Wervey raised his eyebrows, and Georg Scheepers knew he was waiting for a reaction.
“That sounds reasonable,” said Scheepers. “There should be an investigation to see if it was in fact an opportunist robbery.”
“There’s another aspect which complicates matters,” Wervey went on. “What I’m about to say is extremely confidential. You must be absolutely clear about that.”
“I understand,” said Scheepers.
“Van Heerden was responsible for keeping President de Klerk informed about secret intelligence activities outside the usual channels,” said Wervey. “In other words, he was in an extremely sensitive post.”
Wervey fell silent. Scheepers waited tensely for him to continue.
“President de Klerk called me a few hours ago,” he said. “He wanted me to select one of my prosecutors to keep him specially informed about the police investigation. He seems convinced the motive for the murder had something to do with van Heerden’s intelligence work. Although he has no proof, he rejects outright any suggestion that this was a routine robbery.”
Wervey looked at Scheepers.
“We cannot know exactly what van Heerden was keeping the president informed about,” he said pensively.
Georg Scheepers nodded. He understood.
“I have picked you as the man to keep President de Klerk informed,” he said. “From now on you will drop all other matters and concentrate exclusively on the investigation into the circumstances surrounding van Heerden’s death. Is that understood?”
Georg Scheepers nodded. He was still trying to grasp the full implications of what Wervey had just said.

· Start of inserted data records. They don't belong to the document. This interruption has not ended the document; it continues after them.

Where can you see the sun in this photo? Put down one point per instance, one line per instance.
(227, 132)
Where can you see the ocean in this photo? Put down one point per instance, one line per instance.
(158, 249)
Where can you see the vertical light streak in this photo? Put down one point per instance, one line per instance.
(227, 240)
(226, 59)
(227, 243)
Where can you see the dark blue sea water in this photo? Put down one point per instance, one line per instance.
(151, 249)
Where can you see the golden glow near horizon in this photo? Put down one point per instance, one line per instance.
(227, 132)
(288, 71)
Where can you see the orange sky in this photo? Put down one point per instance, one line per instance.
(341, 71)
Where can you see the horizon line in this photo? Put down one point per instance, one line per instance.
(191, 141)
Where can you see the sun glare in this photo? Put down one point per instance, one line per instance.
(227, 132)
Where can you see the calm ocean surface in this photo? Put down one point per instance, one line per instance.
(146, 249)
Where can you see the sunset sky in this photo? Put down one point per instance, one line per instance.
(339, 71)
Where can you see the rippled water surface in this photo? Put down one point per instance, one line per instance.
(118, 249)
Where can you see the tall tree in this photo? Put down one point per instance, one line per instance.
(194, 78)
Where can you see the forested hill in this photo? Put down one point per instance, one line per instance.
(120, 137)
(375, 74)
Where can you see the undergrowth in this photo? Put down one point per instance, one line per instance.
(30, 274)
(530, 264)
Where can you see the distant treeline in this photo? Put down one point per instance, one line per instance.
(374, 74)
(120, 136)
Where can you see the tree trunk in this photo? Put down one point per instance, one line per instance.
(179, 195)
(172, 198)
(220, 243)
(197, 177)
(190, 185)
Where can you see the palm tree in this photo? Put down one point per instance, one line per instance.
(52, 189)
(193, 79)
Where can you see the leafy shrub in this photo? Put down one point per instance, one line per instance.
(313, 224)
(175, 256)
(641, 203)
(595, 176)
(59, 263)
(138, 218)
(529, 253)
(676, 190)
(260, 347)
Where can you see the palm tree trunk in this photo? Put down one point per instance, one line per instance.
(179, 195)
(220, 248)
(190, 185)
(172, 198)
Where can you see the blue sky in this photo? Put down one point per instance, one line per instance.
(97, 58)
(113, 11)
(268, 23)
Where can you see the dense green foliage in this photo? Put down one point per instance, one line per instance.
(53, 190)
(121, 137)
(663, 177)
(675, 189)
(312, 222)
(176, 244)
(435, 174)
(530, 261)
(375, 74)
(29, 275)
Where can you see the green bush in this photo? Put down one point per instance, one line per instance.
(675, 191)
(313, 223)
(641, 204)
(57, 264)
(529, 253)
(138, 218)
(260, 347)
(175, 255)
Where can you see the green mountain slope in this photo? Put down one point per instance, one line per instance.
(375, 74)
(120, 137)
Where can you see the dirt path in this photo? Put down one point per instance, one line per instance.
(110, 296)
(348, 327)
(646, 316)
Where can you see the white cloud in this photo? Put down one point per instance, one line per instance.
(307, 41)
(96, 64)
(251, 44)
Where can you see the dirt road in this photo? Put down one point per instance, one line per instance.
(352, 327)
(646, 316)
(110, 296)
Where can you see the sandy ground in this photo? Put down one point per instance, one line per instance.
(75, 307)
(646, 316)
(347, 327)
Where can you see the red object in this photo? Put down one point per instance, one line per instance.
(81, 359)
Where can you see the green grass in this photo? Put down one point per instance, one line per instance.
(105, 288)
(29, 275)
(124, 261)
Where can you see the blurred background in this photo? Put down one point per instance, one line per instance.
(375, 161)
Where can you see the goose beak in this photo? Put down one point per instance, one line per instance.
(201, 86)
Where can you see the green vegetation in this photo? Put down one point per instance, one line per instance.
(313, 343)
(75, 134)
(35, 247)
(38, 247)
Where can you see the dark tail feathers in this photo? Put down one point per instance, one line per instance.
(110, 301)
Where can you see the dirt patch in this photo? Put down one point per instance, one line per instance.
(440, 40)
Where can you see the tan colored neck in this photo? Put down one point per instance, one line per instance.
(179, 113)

“You will be summoned regu
larly to the president,” he said. “You will keep no minutes of those meetings, only a few brief notes that you will later burn. You will speak only with the president and me. If anybody in your section wonders what you’re doing, the official explanation is that I’ve asked you to look into the recruitment requirements regarding prosecutors over the next ten-year period. Is that clear?”
“Yes,” said Georg Scheepers.
Wervey stood up, took a plastic wallet from his desk, and handed it to Scheepers.
“Here is what little investigative material the police have so far,” he said. “Van Heerden has been dead for only twelve hours. The hunt for the assassin is being led by an inspector called Borstlap. I suggest you go to Brenthurst Clinic and speak with him.”
That concluded the business.
“Do a good job,” said Wervey. “I’ve chosen you because you have proved to be a good prosecutor. I don’t like to be disappointed.”
Georg Scheepers went back to his office and tried to come to terms with what was actually required of him. Then he thought he should buy himself a new suit. None of the clothes he possessed would be suitable for meeting the president.
Now he was in the dimly lit antechamber, wearing a dark blue suit that had been very expensive. His wife wondered why he had bought it. He said he was to take part in an inquiry chaired by the Minister of Justice. She accepted this explanation without any further questions.
It was twenty minutes to one before the discreet security guard opened the door and told him the president was now ready to receive him. Georg Scheepers jumped up from his chair, aware of how nervous he felt. He followed the guard who marched up to a high double door, knocked, and opened it for him.
Sitting at a desk, illuminated by a single lamp, was the balding man he was destined to meet. Scheepers remained standing hesitantly in the doorway until the man at the desk beckoned him to approach and gestured towards a visitor’s chair.